子鸢整个人僵在原地,脸上再没了刚刚的气焰,扑通一声跪了下去。
丫鬟私藏主子的东西,可是犯法的,被主人家押去官府,她这辈子就完了。
她眼珠子慌张的转个不停,怎么办怎么办,姑娘小小年纪,一眼就猜出来了。
她如何狡辩?
她这东西出现在自己的包袱里实在凑巧,若是其他的药还好,偏偏是去疤痕的药。
她该如何狡辩?
她猛地朝阮如苼战战兢兢的磕头:“请姑娘明察,这、这是我,我的一名老乡送给我的东西。”

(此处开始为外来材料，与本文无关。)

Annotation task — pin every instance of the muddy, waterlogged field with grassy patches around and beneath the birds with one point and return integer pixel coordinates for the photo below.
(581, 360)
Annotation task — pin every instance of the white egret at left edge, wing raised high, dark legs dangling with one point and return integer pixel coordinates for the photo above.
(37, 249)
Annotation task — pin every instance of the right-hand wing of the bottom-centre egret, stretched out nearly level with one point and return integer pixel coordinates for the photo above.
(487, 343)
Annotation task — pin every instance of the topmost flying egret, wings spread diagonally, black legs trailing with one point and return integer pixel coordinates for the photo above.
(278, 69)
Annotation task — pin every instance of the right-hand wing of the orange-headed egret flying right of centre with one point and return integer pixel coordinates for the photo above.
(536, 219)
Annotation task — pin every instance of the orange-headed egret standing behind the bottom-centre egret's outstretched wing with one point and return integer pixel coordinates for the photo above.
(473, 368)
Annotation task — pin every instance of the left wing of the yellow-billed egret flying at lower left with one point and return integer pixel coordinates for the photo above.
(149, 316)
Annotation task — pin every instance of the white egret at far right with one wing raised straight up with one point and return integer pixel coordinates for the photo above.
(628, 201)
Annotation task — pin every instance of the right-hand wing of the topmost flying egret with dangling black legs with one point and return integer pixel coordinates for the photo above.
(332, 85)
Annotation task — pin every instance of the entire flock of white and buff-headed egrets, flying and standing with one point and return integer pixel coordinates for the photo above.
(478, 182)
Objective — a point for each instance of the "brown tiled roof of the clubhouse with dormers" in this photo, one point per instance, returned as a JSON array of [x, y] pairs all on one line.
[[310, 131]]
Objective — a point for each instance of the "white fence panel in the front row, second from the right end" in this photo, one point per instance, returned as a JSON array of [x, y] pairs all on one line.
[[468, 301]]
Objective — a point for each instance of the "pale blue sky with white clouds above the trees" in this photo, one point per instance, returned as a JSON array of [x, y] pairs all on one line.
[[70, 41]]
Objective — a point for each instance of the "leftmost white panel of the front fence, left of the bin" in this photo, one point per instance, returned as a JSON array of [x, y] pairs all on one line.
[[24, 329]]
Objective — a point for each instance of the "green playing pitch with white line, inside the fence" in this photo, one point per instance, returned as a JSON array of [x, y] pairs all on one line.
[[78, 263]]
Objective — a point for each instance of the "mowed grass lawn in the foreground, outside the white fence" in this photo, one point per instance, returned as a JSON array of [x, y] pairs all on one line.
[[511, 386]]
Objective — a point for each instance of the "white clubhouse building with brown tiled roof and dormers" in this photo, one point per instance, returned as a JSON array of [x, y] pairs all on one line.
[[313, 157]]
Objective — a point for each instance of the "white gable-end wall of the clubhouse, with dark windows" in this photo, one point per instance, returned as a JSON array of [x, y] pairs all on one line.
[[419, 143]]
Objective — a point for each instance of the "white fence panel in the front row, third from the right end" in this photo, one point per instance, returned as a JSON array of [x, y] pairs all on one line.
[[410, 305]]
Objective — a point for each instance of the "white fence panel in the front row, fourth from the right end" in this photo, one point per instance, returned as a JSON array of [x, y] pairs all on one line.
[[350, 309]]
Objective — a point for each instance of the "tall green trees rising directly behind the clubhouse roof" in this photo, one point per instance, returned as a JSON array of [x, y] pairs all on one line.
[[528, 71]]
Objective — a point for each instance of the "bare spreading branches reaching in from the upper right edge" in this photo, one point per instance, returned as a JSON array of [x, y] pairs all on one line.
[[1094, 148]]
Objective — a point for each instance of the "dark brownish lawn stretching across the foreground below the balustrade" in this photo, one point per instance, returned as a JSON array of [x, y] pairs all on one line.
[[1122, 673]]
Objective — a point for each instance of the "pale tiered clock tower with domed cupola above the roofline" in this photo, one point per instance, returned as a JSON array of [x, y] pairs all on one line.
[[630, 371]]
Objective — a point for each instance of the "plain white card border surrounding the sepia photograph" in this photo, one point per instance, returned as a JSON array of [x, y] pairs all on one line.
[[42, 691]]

心悠一听是宋远明的东西,张大了眼瞪向她:“你还私藏男人的东西——”
由于她们在院子里太吵,就引来了其他房的丫鬟婆子过来了。
“那不是子鸢吗?怎么跪地上了?”
“哎哟她私藏男人的东西!”
不知道哪个婆子叫唤了一句。
子鸢面如土色的瘫在地上,整张脸都是惨败惨败的,她恶毒的想,现在要是有一把火,她一定放火烧了这一群人!
可是脸上的泪水已经流了出来。
心悠见她那模样,又面色讪讪的朝阮如苼看去。
阮如苼强忍下胸口的汹涌,捏着瓶子,突然使劲朝地上扔去,手指向院子口:“你走!今后我再不想看见你这个叛徒!”
你这个叛徒!
她似乎是吼出了前世的郁结之气,那一声喊得十分的大声而发泄。
然后甩了瓶子就朝自己的内室跑去。
留下一等人干干的。
子鸢震惊的看向阮如苼消失的方向,叛徒?找不到其他的罪名了就给她安一个叛徒?
好,很好。
她擦干了泪站起来,地上没捡完的东西也不要了。
呸了心悠一口,看着她一字一句的启唇道:“你、这、个、贱、人。”
心悠气得撸袖子,眼看着又要和她打起来。
二丫忙抱住她。
子鸢冷笑一声,抱着包袱就朝门口走去。
院子里有婆子对她指指点点:“今天下午才惹恼了大夫人,这会又惹了五姑娘,我这丫鬟是不想在府里混了——”
子鸢听见,没加以理会,只加快脚下的步伐,走得更快了。
此处不留她,自有留她的地方,她不信她子鸢聪敏过人,这个世道能容不下她。